Rettet ActivityPub das Internet?#

Während sich die Nutzer bei den kommerziellen Diensten für jeden separat registrieren müssen, um sich dort mit anderen austauschen zu können, und dann auch selten über Grenzen hinweg, stellt das Fediverse ein gemeinschaftlich betriebenes dezentrales Netzwerk dar, in dem sich alle dienstübergreifend miteinander verbinden können - ein einziger Account genügt. So können Anwender mit einem Account bei Mastodon zum Beispiel problemlos ein Video beim YouTube-Pendant PeerTube oder eine Story bei der Facebook-Alternative Pixelfed kommentieren. Einige Grenzen gibt es aber doch (noch): Wer zum Beispiel Videos bei PeerTube, Podcasts bei Castopod oder Buchrezensionen bei Bookwyrm einstellen möchte, benötigt dort auch jeweils eigene Accounts.

Bereits seit 2018 sprechen alle Dienste als Standard eine gemeinsame Sprache: ActivityPub. ActivityPub-Benutzer werden im Rahmen des Protokolls auch als Actors bezeichnet. Jeder Actor hat eine Inbox und eine Outbox mit einer eindeutigen Anschrift, die sich aus der Adresse der Heiminstanz und dem Nutzernamen zusammensetzt. Um andere Actors im Fediverse zu erreichen, verfasst ein Actor einen Text, der nach dem Absenden in der Outbox abgelegt wird und nun von der Außenwelt abgerufen werden kann. Analog dazu landet eine an den Actor adressierte Nachricht in dessen Inbox. Auf diese Weise können Actors über Instanzen und Dienste hinweg kommunizieren.
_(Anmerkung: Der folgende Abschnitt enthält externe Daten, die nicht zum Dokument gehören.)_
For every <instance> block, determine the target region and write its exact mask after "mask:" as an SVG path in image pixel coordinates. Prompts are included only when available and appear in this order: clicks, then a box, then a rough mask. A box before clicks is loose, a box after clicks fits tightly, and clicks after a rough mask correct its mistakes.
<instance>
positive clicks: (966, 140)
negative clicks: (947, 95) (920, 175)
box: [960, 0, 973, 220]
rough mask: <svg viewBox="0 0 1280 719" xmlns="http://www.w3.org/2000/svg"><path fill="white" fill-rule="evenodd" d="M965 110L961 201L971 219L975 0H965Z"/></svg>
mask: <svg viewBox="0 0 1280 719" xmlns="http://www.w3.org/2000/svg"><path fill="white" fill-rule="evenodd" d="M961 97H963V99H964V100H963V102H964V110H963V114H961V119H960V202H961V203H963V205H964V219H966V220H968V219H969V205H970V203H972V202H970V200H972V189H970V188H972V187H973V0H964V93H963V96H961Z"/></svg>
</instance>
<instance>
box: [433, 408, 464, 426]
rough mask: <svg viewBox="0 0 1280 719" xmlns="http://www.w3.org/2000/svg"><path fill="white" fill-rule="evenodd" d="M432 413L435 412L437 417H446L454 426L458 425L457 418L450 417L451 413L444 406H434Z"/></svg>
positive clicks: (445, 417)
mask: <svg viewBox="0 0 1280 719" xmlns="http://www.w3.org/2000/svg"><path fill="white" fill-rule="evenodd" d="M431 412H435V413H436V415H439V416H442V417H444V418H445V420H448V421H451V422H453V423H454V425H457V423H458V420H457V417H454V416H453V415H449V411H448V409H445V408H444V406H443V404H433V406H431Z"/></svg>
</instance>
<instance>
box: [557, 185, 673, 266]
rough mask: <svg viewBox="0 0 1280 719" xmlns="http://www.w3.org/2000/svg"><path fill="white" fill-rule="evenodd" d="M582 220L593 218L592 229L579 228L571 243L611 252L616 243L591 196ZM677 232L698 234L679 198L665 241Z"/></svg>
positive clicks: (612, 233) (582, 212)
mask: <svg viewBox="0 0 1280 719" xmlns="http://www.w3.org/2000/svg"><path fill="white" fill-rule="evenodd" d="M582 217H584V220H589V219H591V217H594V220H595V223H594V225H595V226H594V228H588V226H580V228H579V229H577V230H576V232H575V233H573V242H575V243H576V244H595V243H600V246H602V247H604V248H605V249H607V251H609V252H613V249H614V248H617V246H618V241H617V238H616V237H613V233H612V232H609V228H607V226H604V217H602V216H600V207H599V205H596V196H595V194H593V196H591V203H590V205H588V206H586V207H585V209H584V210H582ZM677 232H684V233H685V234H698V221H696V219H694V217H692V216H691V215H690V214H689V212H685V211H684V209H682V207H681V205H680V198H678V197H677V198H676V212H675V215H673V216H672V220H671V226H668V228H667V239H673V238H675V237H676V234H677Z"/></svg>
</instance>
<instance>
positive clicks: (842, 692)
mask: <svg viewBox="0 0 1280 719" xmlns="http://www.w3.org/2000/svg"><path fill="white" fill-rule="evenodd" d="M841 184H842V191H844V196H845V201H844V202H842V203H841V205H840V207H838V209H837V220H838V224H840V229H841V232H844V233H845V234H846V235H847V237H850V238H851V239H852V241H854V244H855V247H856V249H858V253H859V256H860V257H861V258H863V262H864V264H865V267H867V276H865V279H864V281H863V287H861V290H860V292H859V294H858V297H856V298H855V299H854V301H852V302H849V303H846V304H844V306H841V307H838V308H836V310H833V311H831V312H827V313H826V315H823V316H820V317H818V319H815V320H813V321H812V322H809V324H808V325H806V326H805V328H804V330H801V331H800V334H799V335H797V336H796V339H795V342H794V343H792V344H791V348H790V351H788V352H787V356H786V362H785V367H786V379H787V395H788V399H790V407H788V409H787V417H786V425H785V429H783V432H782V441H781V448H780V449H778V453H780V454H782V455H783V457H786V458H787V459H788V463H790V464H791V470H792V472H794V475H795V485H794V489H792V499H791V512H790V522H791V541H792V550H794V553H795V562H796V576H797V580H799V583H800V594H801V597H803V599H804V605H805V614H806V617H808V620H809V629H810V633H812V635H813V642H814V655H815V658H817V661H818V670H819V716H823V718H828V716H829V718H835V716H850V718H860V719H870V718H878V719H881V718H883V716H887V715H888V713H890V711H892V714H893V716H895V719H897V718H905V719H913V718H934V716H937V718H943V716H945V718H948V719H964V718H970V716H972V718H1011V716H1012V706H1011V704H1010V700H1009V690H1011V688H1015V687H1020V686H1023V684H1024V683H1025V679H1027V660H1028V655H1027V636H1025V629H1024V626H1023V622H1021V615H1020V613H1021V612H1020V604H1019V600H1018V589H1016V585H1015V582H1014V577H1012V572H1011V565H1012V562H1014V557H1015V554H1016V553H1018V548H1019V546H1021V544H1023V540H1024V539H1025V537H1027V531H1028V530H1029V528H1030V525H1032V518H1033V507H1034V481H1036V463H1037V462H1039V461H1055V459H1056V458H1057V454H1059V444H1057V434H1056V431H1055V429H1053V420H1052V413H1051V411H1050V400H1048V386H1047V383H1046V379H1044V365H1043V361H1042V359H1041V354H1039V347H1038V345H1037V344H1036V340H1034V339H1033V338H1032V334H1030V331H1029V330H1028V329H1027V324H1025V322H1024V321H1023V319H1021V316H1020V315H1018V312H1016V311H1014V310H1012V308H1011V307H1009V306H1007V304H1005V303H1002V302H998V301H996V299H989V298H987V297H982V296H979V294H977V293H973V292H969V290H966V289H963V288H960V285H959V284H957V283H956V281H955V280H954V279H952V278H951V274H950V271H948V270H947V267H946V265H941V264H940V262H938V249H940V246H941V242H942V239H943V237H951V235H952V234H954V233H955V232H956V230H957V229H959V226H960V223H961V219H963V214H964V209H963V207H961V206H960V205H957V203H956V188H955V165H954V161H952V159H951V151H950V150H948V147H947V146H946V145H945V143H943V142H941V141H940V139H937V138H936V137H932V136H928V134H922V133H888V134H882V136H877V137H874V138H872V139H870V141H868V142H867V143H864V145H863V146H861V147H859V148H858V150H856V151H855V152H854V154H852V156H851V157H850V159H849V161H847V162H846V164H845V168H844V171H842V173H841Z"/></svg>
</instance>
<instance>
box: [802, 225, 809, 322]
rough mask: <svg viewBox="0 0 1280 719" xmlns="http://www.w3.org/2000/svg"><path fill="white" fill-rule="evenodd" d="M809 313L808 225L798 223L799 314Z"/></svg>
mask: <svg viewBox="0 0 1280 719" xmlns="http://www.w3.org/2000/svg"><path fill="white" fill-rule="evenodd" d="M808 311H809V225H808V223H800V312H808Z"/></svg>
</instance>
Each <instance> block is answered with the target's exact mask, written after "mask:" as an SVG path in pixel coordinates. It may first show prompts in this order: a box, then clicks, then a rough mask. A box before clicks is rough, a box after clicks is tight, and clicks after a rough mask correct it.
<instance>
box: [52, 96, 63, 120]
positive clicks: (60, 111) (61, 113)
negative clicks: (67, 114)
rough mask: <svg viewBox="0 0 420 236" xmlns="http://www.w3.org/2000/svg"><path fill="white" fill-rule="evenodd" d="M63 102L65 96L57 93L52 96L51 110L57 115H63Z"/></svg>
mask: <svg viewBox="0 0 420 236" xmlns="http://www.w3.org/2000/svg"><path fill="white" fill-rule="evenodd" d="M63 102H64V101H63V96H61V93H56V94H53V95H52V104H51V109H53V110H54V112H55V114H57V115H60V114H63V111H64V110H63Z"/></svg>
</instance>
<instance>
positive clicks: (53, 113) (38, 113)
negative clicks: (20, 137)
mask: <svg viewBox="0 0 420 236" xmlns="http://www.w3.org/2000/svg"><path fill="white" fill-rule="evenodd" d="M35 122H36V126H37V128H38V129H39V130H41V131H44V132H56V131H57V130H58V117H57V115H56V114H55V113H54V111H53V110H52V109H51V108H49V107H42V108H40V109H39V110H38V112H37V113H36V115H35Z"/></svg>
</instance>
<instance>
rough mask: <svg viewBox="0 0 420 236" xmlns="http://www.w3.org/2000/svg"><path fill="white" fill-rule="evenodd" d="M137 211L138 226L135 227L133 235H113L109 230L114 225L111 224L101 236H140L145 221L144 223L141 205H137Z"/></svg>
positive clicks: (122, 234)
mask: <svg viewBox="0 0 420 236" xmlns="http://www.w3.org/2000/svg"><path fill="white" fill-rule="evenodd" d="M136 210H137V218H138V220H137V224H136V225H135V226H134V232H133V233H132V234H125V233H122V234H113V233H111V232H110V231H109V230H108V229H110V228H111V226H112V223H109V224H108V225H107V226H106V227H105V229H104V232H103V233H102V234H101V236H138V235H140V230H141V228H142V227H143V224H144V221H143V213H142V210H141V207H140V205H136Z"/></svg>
Nach fast zwei Jahrzehnten des Kampfes für diese Vision des Internets haben die Menschen, die an eine solche Föderation der Dienste geglaubt haben, das Gefühl, dass sie endlich gewinnen werden. Die Nutzer schaffen so ihre eigenen Identitäten und Räume, unabhänigig von den großen Unternehmen.

Die Veränderung, die sie sich vorstellen, erfordert immer noch viel Aufklärung und Schulung - und viel Arbeit, damit diese Dinge für die Benutzer funktionieren. Aber der grundlegende Wandel von Plattformen zu Protokollen scheint eine nie dagewesene Dynamik zu haben. Seit Jahrzehnten ist das offene Web immer wieder auf Endpunkte gestoßen: Dinge wurden an SMS oder E-Mail oder an Dritte wie Facebook oder Twitter übergeben. Jetzt heißt es, die Dinge in die eigene Hand zu nehmen. Es liegt an den Anwendern, wie das Internet der Zukunft aussehen wird. Und niemand, nicht einmal Elon Musk, kann einem im Fediverse in die Quere kommen.